As Olimpíadas Milano‑Cortina 2026 entraram no seu cerne competitivo com performances e medalhas que já compõem capítulos importantes da memória esportiva italiana. Mas, como em todo grande espetáculo coletivo, a cerimônia de abertura também deixou marcas menos nobres: uma sequência de equívocos na narração televisiva que assumiu contornos públicos e políticos. No centro da controvérsia esteve Paolo Petrecca, diretor da RaiSport, cujo comentário em direto passou por erros de identificação que geraram meme, ironia e protestos institucionais.
Entre os episódios mais comentados, a atriz Matilda De Angelis foi anunciada como “Mariah Carey” enquanto a ex‑nadadora e presidente do COI, Kirsty Coventry, teria sido equivocadamente identificada em termos pessoais que remontam a trocas igualmente absurdas. Mais significativo, porém, foi o caso dos atletas de voleibol: dos seis ponteiros e medalhistas que participavam como tedeofori, Petrecca reconheceu publicamente apenas Paola Egonu, deixando de lado nomes como Carlotta Cambi, Anna Danesi, Simone Anzani, Simone Giannelli e Luca Porro — campeões olímpicos e mundiais cujo histórico esportivo não poderia ser reduzido a desconhecimento.

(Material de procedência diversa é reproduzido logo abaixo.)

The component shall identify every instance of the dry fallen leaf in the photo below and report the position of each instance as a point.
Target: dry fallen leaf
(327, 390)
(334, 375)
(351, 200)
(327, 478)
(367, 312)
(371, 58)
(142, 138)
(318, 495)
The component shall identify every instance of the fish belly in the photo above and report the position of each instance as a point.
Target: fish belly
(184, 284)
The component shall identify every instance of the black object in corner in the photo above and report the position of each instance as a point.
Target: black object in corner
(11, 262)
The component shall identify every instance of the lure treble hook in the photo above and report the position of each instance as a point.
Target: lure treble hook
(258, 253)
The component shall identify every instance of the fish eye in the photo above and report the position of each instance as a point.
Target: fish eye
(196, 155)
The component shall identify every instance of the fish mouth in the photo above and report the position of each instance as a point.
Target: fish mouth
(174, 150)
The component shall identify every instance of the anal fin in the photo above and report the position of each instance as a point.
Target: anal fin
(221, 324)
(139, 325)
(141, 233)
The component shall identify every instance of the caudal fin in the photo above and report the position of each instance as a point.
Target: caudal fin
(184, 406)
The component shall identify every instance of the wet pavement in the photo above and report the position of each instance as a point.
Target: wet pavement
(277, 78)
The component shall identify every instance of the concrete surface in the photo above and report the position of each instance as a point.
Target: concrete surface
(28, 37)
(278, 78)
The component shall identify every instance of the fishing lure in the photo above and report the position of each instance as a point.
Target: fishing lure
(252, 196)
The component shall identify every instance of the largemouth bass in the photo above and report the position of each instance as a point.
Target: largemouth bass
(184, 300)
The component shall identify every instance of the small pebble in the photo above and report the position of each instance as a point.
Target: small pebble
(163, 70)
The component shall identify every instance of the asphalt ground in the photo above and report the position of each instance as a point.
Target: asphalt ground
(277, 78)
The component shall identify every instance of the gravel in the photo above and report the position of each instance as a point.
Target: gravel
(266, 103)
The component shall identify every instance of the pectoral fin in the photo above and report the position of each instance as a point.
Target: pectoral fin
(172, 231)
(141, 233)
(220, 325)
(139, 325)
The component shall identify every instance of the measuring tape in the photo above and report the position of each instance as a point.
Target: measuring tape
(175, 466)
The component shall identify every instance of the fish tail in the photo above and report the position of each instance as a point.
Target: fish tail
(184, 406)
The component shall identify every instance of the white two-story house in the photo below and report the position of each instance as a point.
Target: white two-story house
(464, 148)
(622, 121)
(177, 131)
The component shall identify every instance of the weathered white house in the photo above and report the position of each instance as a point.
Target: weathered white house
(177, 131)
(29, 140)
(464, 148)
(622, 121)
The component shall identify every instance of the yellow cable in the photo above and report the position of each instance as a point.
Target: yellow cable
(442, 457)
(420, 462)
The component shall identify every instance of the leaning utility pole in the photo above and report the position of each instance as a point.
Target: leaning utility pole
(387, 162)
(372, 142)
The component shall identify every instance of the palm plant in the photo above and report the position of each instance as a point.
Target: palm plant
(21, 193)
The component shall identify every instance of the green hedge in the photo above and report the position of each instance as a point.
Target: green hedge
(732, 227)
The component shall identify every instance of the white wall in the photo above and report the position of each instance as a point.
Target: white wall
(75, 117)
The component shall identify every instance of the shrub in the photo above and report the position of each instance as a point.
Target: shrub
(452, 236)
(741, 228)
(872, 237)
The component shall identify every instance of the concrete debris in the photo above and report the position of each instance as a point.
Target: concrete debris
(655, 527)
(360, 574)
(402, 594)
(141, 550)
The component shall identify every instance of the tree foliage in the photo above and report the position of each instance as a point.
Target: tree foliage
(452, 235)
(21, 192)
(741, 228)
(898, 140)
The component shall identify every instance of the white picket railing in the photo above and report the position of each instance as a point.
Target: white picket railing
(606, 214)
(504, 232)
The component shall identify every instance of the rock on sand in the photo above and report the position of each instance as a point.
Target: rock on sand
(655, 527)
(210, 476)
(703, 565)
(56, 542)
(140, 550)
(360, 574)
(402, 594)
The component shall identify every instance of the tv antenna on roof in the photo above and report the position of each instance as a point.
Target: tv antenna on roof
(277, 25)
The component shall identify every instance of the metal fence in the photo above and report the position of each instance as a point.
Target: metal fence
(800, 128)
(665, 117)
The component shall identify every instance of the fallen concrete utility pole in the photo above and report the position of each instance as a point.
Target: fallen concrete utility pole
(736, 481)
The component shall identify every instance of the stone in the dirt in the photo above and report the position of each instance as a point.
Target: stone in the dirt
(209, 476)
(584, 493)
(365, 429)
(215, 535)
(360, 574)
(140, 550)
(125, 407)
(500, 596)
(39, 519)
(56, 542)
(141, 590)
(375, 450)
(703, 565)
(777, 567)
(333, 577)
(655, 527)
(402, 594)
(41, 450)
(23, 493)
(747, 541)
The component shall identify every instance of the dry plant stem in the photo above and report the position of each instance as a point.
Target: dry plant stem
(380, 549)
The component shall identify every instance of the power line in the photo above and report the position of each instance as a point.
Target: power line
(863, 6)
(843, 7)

A resposta dos diretamente atingidos foi, em grande parte, marcada pela ironia. Num post no Instagram de Simone Anzani, Simone Giannelli comentou com duas palavras que viralizaram: “Chi sei tu?” — seguido de emojis de riso e constrangimento. Anzani respondeu na mesma linha: “Non lo so e tu?”. A atriz Matilda De Angelis adotou o humor como antídoto, publicando “Please, call me Mariah” e chegando a brincar sobre repartir direitos autorais de canções natalinas — uma forma elegante de reduzir a tensão sem negar o incômodo do episódio.
Mas o riso público não amortecesse as consequências institucionais. O sindicato Usigrai denunciou a telecronaca como embaraçosa, argumentando que a sequência de erros prejudicou a credibilidade da emissora pública. Parlamentares e membros da comissão de vigilância da Rai também manifestaram preocupação sobre o impacto da cobertura na imagem do serviço público, transformando uma gafe jornalística em tema de debate sobre responsabilidade editorial.
Como analista que observa o esporte em sua dimensão social e histórica, é preciso sublinhar duas lições que emergem desse episódio. A primeira é prática: em eventos de alta visibilidade, a precisão na identificação de protagonistas não é mero detalhe técnico, mas parte integrante do tratamento digno dos agentes esportivos e culturais. A segunda é simbólica: a cerimônia inaugural é um rito de representação coletiva — confundir identidades em plena transmissão equivale a um lapso na construção pública da memória esportiva.
Ao optar pela ironia nas redes, atletas e artistas reconheceram a força da narrativa digital contemporânea: memes e comentários curtos podem virar lente crítica instantânea, mas também instrumento de resiliência. Resta à Rai (e às suas instâncias de gestão) responder com medidas claras que restituam confiança ao público, garantindo que o espetáculo — e os seus protagonistas — sejam tratados com a precisão institucional que merecem.